Que les luttes soient provoquées par le déconfinement partiel et sans protections comme on le voit tous les jours sur des lieux de travail, ou par le confinement policier lui-même comme dans le cas des travailleur.e.s sans-papiers (qui sont confiné.e.s dans des conditions dangereuses dans les foyers et traqué.e.s par la police lorsqu’iels en sortent), elles sont de fait dirigées contre l’Etat et sa gestion bourgeoise de la pandémie. Le pire pour notre camp serait d’opposer politiquement ces luttes entre elles, alors qu’elles sont objectivement guidées par les intérêts sanitaires de notre classe. 

Conditions de vie des Baras, travailleurs sans-papier Montreuillois, à l’heure du Covid-19

C’est que l’absence totale de mesures actives et sérieuses contre la pandémie et le confinement policier qui est imposé sont deux faces d’une même pièce : la gestion par et pour la bourgeoisie des suites de la crise.

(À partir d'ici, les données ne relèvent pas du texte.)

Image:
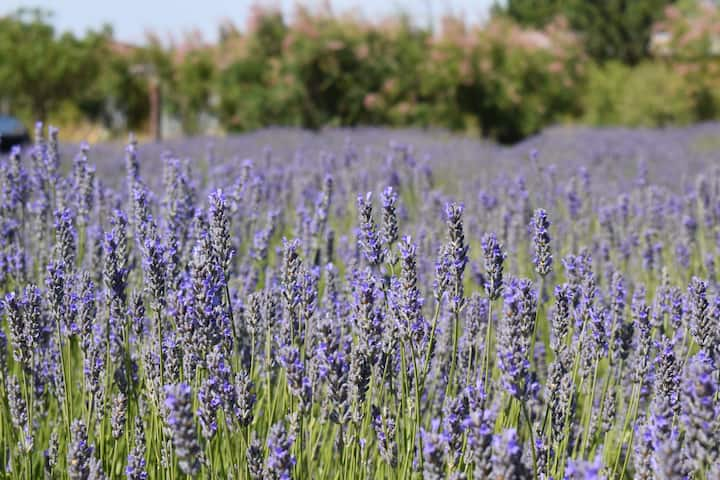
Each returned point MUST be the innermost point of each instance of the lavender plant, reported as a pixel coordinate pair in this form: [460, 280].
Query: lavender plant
[211, 318]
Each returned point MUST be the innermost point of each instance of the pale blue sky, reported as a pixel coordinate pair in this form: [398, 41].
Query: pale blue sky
[131, 18]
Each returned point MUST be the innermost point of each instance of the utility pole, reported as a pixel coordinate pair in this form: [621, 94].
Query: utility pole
[149, 71]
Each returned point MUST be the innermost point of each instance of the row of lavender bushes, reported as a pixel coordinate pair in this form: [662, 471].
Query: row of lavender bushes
[272, 319]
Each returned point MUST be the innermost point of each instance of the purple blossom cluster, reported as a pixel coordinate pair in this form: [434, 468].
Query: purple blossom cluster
[339, 309]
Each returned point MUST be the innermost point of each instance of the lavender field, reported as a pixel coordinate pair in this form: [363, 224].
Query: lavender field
[362, 304]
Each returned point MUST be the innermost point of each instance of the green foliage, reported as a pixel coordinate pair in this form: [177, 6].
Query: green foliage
[40, 69]
[617, 94]
[535, 63]
[616, 29]
[611, 29]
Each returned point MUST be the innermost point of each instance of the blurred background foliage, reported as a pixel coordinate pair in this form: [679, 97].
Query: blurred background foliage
[534, 63]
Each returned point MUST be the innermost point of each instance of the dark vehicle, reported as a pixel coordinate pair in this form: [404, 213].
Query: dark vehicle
[12, 132]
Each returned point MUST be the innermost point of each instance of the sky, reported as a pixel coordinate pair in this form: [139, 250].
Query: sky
[132, 18]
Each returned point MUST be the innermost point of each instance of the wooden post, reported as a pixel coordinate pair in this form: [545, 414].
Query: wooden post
[155, 110]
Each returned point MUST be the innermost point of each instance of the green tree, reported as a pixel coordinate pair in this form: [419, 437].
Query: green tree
[610, 29]
[39, 69]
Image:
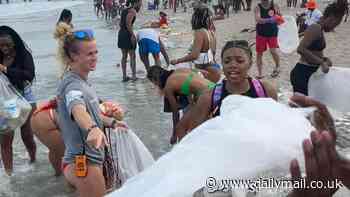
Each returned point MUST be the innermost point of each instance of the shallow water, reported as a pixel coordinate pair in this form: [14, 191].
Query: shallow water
[141, 99]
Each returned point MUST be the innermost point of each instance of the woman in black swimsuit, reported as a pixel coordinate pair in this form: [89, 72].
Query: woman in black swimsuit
[16, 62]
[312, 45]
[127, 38]
[237, 59]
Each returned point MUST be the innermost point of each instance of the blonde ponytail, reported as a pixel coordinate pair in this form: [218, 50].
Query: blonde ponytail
[62, 33]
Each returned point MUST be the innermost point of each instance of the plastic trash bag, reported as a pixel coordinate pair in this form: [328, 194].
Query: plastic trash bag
[332, 88]
[288, 38]
[250, 136]
[130, 155]
[14, 109]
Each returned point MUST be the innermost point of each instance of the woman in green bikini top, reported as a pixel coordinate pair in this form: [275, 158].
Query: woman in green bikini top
[178, 86]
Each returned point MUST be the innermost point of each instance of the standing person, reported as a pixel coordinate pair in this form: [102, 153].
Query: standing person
[310, 16]
[79, 117]
[313, 15]
[66, 16]
[127, 38]
[149, 42]
[237, 59]
[266, 34]
[313, 44]
[64, 24]
[204, 45]
[181, 87]
[249, 5]
[16, 62]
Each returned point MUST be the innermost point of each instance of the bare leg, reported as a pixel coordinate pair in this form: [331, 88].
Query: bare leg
[133, 63]
[6, 152]
[28, 138]
[275, 57]
[145, 61]
[93, 185]
[259, 63]
[45, 130]
[124, 59]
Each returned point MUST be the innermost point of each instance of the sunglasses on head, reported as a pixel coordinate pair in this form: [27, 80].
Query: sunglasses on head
[9, 45]
[84, 34]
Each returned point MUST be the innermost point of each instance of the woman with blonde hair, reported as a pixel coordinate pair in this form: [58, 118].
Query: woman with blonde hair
[79, 117]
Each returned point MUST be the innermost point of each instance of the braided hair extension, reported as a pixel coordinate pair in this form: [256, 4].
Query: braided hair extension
[242, 44]
[201, 18]
[337, 9]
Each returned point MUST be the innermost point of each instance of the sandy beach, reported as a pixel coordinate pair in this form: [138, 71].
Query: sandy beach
[140, 99]
[229, 28]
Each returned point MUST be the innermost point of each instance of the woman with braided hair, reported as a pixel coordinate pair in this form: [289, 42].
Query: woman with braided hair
[237, 59]
[313, 44]
[204, 45]
[127, 38]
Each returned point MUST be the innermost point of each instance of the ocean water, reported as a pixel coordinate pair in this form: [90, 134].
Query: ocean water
[35, 22]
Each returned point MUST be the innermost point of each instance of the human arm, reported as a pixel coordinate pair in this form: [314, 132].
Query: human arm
[322, 162]
[198, 114]
[96, 137]
[270, 90]
[164, 53]
[196, 49]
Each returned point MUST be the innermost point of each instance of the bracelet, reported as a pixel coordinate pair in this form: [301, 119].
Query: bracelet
[92, 127]
[114, 122]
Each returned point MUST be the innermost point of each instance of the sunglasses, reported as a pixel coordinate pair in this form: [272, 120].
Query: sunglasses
[8, 45]
[85, 34]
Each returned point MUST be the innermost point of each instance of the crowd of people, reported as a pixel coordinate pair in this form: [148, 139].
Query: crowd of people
[72, 125]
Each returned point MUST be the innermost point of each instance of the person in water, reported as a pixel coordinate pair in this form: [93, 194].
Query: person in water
[149, 42]
[312, 46]
[220, 13]
[236, 57]
[79, 117]
[266, 34]
[312, 15]
[162, 22]
[204, 45]
[16, 62]
[126, 37]
[44, 124]
[64, 24]
[180, 87]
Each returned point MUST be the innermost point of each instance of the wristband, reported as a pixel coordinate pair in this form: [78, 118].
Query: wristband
[114, 122]
[92, 127]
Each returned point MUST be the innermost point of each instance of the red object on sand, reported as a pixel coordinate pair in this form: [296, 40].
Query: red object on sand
[163, 21]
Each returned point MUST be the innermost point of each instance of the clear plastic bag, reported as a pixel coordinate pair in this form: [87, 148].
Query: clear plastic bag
[14, 109]
[250, 136]
[130, 155]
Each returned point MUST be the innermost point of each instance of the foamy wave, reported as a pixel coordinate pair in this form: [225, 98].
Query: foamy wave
[15, 9]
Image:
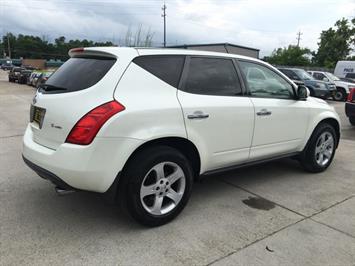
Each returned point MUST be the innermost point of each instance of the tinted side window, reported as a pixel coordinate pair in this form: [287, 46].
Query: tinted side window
[350, 75]
[318, 76]
[79, 73]
[267, 83]
[166, 67]
[290, 74]
[212, 76]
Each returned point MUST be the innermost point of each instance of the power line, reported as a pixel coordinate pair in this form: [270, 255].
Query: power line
[164, 17]
[299, 38]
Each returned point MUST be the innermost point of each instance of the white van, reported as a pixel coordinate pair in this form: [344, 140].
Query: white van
[345, 69]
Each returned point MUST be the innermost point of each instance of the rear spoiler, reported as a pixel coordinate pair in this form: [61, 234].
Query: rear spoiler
[76, 52]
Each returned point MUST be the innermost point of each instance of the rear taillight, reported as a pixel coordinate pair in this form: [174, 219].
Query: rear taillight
[87, 127]
[351, 96]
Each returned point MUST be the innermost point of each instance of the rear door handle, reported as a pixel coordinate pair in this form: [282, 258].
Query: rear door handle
[263, 112]
[198, 115]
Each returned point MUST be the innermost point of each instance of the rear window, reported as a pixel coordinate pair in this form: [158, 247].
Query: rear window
[166, 67]
[78, 73]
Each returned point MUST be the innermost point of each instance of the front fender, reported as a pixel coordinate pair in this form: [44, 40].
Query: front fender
[317, 118]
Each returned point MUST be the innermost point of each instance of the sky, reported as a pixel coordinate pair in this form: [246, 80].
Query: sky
[261, 24]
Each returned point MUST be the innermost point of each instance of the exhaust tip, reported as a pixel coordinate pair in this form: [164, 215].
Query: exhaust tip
[61, 191]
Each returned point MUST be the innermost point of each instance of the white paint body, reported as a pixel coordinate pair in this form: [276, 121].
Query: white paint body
[232, 134]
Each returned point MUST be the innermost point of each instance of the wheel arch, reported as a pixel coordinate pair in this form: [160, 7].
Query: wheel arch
[185, 146]
[332, 120]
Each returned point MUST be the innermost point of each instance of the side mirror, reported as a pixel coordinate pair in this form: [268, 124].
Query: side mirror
[302, 92]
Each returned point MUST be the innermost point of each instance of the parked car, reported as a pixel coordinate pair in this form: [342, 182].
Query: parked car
[14, 74]
[350, 107]
[29, 67]
[348, 80]
[30, 78]
[350, 76]
[343, 88]
[143, 127]
[24, 75]
[317, 88]
[345, 69]
[7, 66]
[43, 77]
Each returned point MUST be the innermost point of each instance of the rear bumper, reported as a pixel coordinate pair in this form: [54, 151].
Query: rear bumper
[350, 109]
[322, 93]
[93, 167]
[47, 175]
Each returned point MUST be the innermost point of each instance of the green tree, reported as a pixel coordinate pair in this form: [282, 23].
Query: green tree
[290, 56]
[335, 43]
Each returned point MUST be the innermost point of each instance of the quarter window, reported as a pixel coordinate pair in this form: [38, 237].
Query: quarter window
[166, 67]
[263, 82]
[212, 76]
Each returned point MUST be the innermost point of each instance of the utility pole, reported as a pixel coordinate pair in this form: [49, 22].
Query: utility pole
[299, 38]
[164, 17]
[8, 45]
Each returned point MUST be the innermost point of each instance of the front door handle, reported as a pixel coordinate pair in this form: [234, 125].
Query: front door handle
[263, 112]
[198, 115]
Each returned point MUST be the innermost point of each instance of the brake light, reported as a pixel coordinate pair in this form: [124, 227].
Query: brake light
[87, 127]
[351, 96]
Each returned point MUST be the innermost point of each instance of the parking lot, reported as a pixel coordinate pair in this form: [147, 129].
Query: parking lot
[270, 214]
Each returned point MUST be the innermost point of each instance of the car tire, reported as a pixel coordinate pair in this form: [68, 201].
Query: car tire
[340, 95]
[145, 190]
[320, 149]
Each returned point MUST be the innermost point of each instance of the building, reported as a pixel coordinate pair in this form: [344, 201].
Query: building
[222, 48]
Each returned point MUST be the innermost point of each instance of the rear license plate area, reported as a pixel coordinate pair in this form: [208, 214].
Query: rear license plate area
[37, 115]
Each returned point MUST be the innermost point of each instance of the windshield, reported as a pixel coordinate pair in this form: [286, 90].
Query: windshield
[303, 74]
[332, 76]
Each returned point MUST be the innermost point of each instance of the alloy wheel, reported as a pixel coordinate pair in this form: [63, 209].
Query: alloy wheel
[162, 188]
[324, 148]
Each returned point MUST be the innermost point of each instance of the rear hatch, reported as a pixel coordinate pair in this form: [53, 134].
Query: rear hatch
[87, 80]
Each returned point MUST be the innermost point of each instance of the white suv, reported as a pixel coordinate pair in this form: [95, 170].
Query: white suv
[142, 124]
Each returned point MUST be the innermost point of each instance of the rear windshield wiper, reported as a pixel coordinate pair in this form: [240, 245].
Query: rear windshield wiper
[48, 87]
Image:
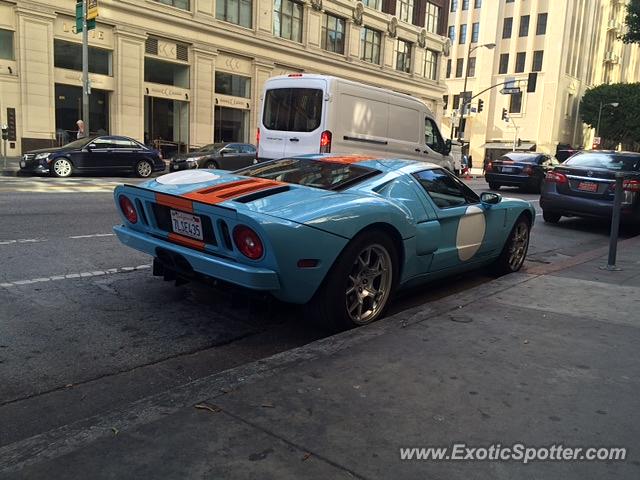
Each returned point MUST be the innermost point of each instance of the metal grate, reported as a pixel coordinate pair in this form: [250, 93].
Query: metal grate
[151, 46]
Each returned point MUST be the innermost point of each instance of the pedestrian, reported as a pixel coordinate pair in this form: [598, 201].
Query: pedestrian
[80, 125]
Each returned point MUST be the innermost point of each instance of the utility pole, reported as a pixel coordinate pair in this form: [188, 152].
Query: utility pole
[85, 70]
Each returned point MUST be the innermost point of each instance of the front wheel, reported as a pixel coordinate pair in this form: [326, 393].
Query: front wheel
[61, 167]
[515, 249]
[358, 287]
[144, 169]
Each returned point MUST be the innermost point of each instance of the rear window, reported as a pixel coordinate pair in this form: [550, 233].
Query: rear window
[292, 109]
[608, 162]
[311, 173]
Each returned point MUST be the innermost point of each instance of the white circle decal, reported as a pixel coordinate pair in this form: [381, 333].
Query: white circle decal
[471, 229]
[186, 177]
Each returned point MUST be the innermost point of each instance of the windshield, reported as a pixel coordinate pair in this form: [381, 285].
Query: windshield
[311, 173]
[606, 161]
[292, 109]
[81, 142]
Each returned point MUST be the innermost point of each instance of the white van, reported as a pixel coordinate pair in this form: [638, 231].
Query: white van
[306, 113]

Les luttes physiques contre la gestion de la pandémie se sont déjà imposées dans les hôpitaux, les usines et autres lieux de travail. Elles sont inévitables, c’est un fait, et le déconfinement bourgeois annoncé ne va que les renforcer et les multiplier. Elles pourraient bien encourager des secteurs sous-organisés de notre classe à se mettre à lutter collectivement pour la première fois, ne serait-ce que pour un droit de retrait. Pendant ce temps, que feront les militant.e.s anticapitalistes et révolutionnaires, les militant.e.s des syndicats ? Est-il envisageable de soutenir effectivement ces luttes sans sortir, sans organiser, sans discuter ? De les laisser seul.e.s face aux flics, aux patrons et peut-être aux fascistes ? Pourquoi alors est-ce que nous militons ? Il s’impose à nous de briser ce plafond de verre du confinement policier, de le rejeter politiquement et dans la pratique, sans que cela nous oblige à prendre de risques sanitaires inutiles. 

A A2C nous avons fait le choix collectif de nous engager dans des luttes physiques, de débattre et de convaincre que rien ne peut être suspendu puisque nos ennemis luttent de plus belle. Nous sommes heureusement loin d’être les seul.e.s à le faire, sur les lieux de travail, dans les quartiers, etc, beaucoup de personnes luttent, parfois en silence.  

Il faut absolument continuer ce que nous faisons, et faire plus. Convaincre qu’il faut sortir, car nous ne sommes pas si isolé.e.s que ça ; créer des liens avec celleux qui luttent déjà. Convaincre que c’est maintenant, dans la rue, dans les entreprises et sur les lieux de travail, que le rapport de force post-confinement doit se construire, sinon on risque de découvrir que la fameuse explosion attendue à la sortie du confinement n’était qu’un pétard mouillé de plus.